Some universities are also developing innovative employer-based models and, in particular, moving from foundation degrees to embrace degree apprenticeships. One of the most eye-catching innovations, which boldly embeds the place of vocational learning in higher education, is the Dyson Institute of Technology.
This partnership between entrepreneur Sir James Dyson and the University of Warwick will be devoted to training engineers. As with other degree apprenticeships, students will earn a salary while studying and will not pay tuition fees. They will also work on real industry projects alongside mentors and research staff.
Some rough statistics from my university challenge an attempt to stereotype the “vocational” and the “academic” student as essentially different. At Winchester, about a fifth of our students join us with either vocational qualifications or a mix of A levels and vocational qualifications. Do these undergraduates tend to opt for vocationally focused degrees? No. Do they succeed as well as those with just A levels? Yes. In fact, many of our highest-achieving undergraduates, our scholars, come to us with Btechs.
With so much career-focused learning in higher education, it is important not to overlook the third tip of my learning triangle: a liberal education for all undergraduates. It is, I believe, a hallmark of university education and empowers students to explore complexity, diversity and change in society, culture, science and the natural world. It encourages students to develop inquiring minds with a constant drive to investigate values, ethics and civic engagement.
This aspect of higher education is not currently captured by assessment strategies such as the research excellence framework or the teaching excellence framework.
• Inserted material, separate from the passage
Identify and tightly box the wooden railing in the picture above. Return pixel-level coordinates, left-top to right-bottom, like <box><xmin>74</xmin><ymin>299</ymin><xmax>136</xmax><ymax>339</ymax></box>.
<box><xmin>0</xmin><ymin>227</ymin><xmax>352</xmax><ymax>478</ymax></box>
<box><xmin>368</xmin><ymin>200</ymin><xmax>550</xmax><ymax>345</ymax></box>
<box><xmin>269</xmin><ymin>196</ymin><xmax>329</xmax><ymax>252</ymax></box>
What we need, according to my inspired colleague, Bill Lucas at the Centre for Real-World Learning, is the “JEF”, or the joy of learning excellence framework.
The joy of learning is what I believe the ancient Greek biographer and essayist, Plutarch, was referring to when he wrote: “The mind is not a vessel to be filled but a fire to be kindled.” It includes a deep love of and zest for learning, and a restless intellectual curiosity, innovation and creativity.
As a sector and as a society, we must keep on asking ourselves: how many fires are we igniting and stoking in the minds of our university students?
Joy Carter is vice-chancellor of the University of Winchester.